Looking for ways to help your kids look outside themselves in the giving season? It’s very easy for younger children to be especially focused on the gifts they receive in December, rather than the gifts they give. Here are ten ways we’ve seen parents engage kids of all ages and give one of the greatest gifts of all: generosity.
1. Give them each a dollar amount to give away. Pick an amount corresponding to their age – perhaps $5, $10 or $50 times their age – and let them choose from a list of nonprofits. My favorite part of this strategy is seeing how each child’s unique personality influences his or her choice individually.
2. Identify a needy family and give to them anonymously. Organizations like Helping Hands Ministries make it possible to turn needs you see into needs you meet. This idea teaches your kids to be aware of needs existing around them.
3. Let them choose a specific way to help the developing world. A number of organizations allow you to identify specific items to give. For instance, through World Vision’s Christmas Giving Catalogue your kids could choose from hundreds of gifts: seeds and tools for farmers in Haiti ($30), vocational training for sexually exploited girls in Thailand ($35), or a goat for a needy family in Uganda ($75).
4. Volunteer as a family at a local shelter or ministry. Over two-thirds of volunteering adults began giving their time as young people, so get your kids hooked! My extended family served the homeless at Hope Faith Ministries last Christmas, and we were still talking about it this last Thanksgiving. In addition to helping the nonprofit, it gets us out of the house – and serving – together.
5. Setup Giving Funds for them to “spend”. Start a Servant Giving Fund for each of your children. This acts as a designated giving account, allowing them to make ongoing decisions about how they give. Suggest they each write about their giving experiences and choices, then share next time you’re together as a family.
6. Help them sponsor a child their age. Compassion International and similar organizations allow you to learn about the child you’re helping. Trading letters with sponsored children can be impactful for writer and reader. Smaller organizations like Africa New Life and Oceans of Mercy work in specific communities, allowing you to track progress and grow your style of giving as your kids grow.
7. Make your giving decisions as a family. Whether you’re giving $100 or $100,000 this year, have a conversation about the organizations you support. Ask your kids to dream about how they would give away a million dollars. Pray as a family about what God would like you to do.

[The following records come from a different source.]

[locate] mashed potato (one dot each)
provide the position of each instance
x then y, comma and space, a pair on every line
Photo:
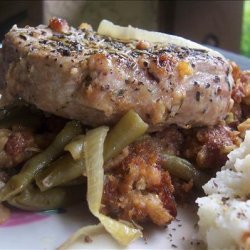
224, 215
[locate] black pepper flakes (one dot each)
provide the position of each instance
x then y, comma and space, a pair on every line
23, 37
120, 92
216, 79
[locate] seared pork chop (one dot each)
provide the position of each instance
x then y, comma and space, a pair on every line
80, 74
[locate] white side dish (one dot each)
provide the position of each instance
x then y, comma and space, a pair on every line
225, 213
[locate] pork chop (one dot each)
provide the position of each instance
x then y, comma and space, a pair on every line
80, 74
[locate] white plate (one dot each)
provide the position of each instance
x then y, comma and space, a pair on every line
47, 230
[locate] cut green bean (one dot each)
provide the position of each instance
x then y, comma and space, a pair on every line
33, 199
127, 130
19, 182
183, 169
60, 172
75, 147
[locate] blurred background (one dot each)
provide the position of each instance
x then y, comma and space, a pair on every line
223, 24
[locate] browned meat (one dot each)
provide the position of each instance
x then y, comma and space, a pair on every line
208, 147
138, 189
16, 147
96, 79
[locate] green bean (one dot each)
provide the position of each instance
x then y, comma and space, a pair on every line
60, 172
128, 129
183, 169
19, 182
33, 199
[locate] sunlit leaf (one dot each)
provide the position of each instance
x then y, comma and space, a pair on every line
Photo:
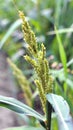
19, 107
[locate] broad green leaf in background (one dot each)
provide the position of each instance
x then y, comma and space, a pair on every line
25, 128
15, 25
62, 52
61, 108
19, 108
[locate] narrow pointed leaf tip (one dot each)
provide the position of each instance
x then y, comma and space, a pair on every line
19, 107
62, 111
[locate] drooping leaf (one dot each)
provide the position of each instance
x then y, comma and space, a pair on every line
10, 31
19, 107
60, 106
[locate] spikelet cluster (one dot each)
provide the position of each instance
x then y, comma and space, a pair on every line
38, 61
22, 82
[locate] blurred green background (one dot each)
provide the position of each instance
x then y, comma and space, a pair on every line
43, 16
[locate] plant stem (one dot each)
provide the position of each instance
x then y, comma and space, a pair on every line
48, 115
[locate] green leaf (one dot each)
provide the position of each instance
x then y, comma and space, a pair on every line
10, 31
62, 53
19, 108
25, 128
62, 110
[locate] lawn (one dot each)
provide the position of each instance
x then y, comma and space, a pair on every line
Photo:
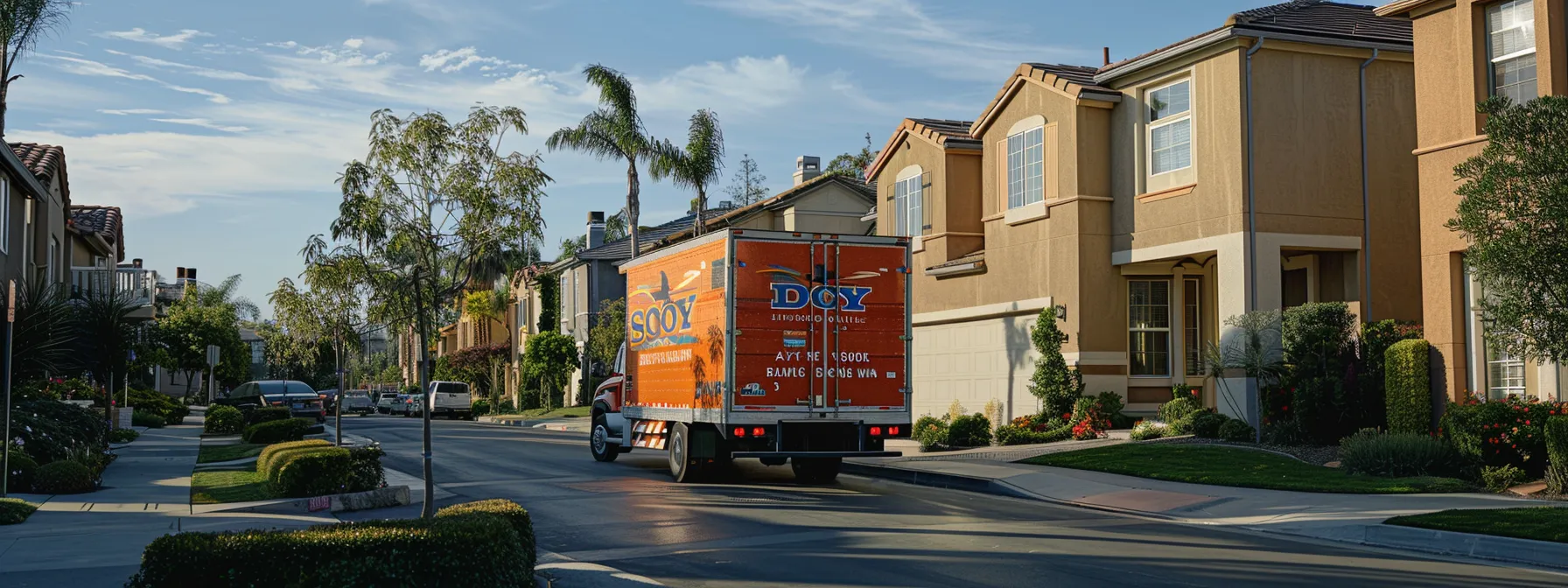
15, 510
215, 486
1228, 466
211, 453
1540, 522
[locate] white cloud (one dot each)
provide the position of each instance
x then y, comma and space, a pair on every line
449, 61
206, 124
942, 45
172, 41
99, 69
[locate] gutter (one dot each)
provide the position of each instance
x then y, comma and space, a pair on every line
1366, 200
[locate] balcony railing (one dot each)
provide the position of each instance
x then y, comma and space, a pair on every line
136, 283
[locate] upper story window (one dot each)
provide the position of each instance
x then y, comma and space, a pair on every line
1510, 49
1170, 128
908, 201
1026, 166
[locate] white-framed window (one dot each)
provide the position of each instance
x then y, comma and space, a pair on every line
1192, 325
1026, 166
908, 206
1510, 49
1170, 128
1148, 326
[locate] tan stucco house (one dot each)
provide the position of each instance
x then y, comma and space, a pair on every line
1150, 200
1468, 51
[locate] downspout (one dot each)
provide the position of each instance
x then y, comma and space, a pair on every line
1366, 201
1253, 414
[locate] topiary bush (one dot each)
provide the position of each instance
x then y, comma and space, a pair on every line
972, 430
1399, 455
1237, 430
63, 477
223, 421
22, 472
1206, 424
477, 544
1407, 386
276, 431
1558, 455
318, 471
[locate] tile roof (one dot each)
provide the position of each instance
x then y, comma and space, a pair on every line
1305, 18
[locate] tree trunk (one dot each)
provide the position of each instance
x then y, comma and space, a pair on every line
633, 207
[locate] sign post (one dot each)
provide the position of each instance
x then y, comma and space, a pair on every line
5, 444
212, 362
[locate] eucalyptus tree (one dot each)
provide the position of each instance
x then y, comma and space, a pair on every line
613, 132
430, 200
696, 165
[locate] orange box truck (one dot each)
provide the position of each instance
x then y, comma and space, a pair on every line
756, 344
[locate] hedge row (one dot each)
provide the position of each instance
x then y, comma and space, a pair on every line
1405, 386
475, 544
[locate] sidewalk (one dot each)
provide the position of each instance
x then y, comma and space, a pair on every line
1348, 518
96, 540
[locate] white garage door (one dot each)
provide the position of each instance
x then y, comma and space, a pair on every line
974, 362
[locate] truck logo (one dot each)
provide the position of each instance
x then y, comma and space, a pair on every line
795, 297
661, 318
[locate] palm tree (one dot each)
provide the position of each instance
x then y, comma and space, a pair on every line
613, 132
695, 166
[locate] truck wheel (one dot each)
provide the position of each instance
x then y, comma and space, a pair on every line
816, 471
681, 465
599, 441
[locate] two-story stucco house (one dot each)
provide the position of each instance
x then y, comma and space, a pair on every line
1468, 51
1258, 165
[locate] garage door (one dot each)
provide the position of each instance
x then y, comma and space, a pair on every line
974, 362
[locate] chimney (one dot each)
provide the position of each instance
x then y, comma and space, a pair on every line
595, 229
806, 168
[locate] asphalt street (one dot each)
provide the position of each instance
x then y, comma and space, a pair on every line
761, 528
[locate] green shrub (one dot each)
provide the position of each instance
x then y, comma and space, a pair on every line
22, 472
63, 477
15, 510
223, 421
479, 544
1178, 408
1237, 430
364, 469
262, 414
148, 419
1558, 455
1399, 455
1407, 386
1500, 479
1013, 435
276, 431
970, 431
1148, 430
318, 471
263, 461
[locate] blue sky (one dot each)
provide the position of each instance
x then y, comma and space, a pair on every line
220, 126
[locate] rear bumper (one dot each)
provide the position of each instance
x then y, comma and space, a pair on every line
816, 453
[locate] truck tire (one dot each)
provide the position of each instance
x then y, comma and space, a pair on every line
599, 441
681, 465
816, 471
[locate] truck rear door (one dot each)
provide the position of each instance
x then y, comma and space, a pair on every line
821, 325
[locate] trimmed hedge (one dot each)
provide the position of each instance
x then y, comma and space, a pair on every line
477, 544
1407, 386
1558, 455
276, 431
225, 421
63, 477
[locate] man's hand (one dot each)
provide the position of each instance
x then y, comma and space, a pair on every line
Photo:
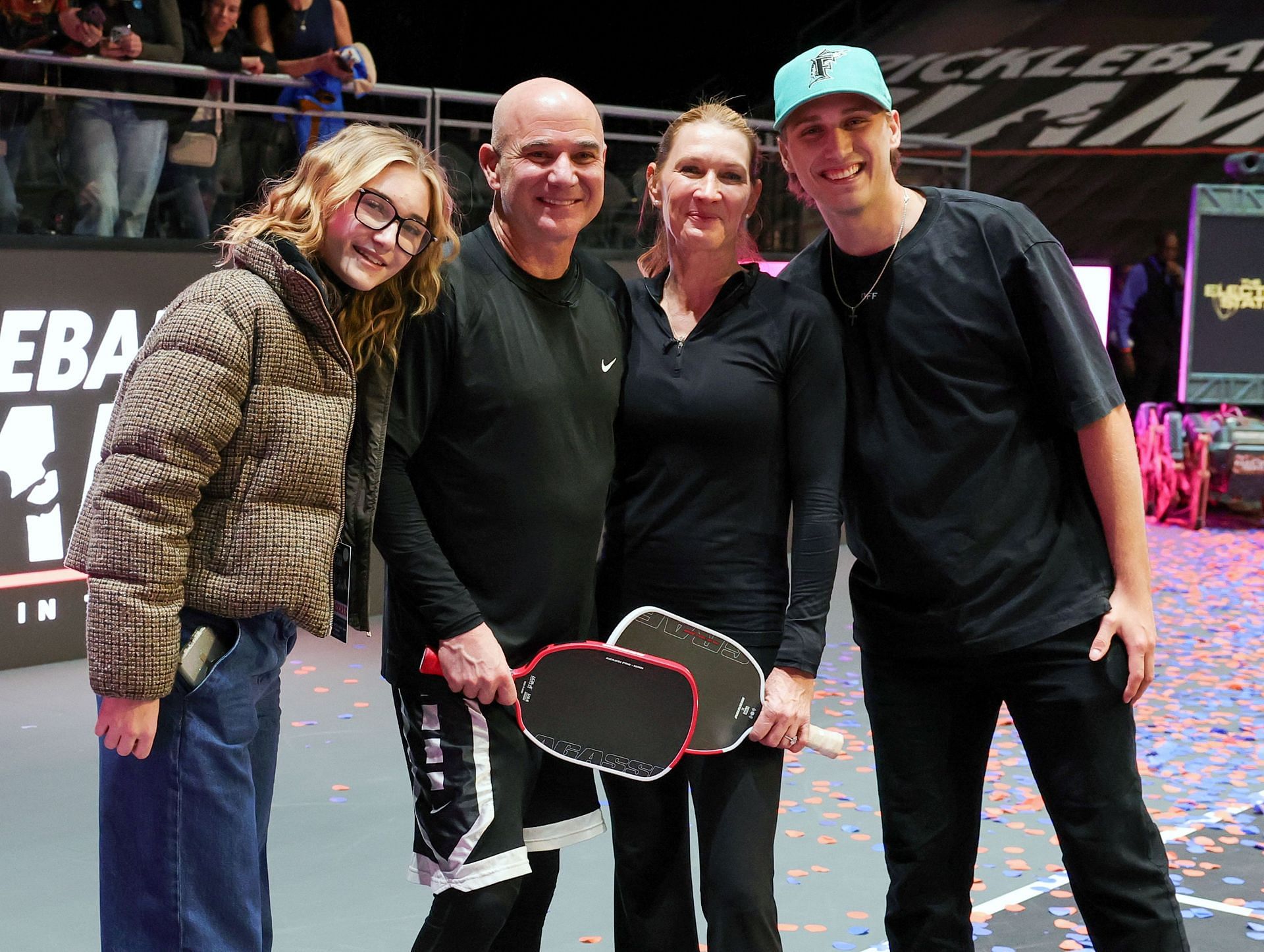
126, 48
1132, 620
334, 65
474, 666
81, 32
128, 726
787, 710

8. Let them buy a favorite toy to give to a child in need. Participate in Toys for Tots or send gifts to the kids of your missionaries. Locally, Operation Breakthrough has a program through which families can provide gifts and a Christmas meal for struggling families in the Kansas City area.
9. Send cards of encouragement. For younger children, help them make cards to send to troops serving, missionaries with your church, or local servants like firemen and police. Create artwork or bake goodies together to encourage the recipients.
10. Match their gifts. If your children are adults, challenge them by matching the dollars they give. This allows you to get involved but also helps them work through their own budgeting and giving decisions.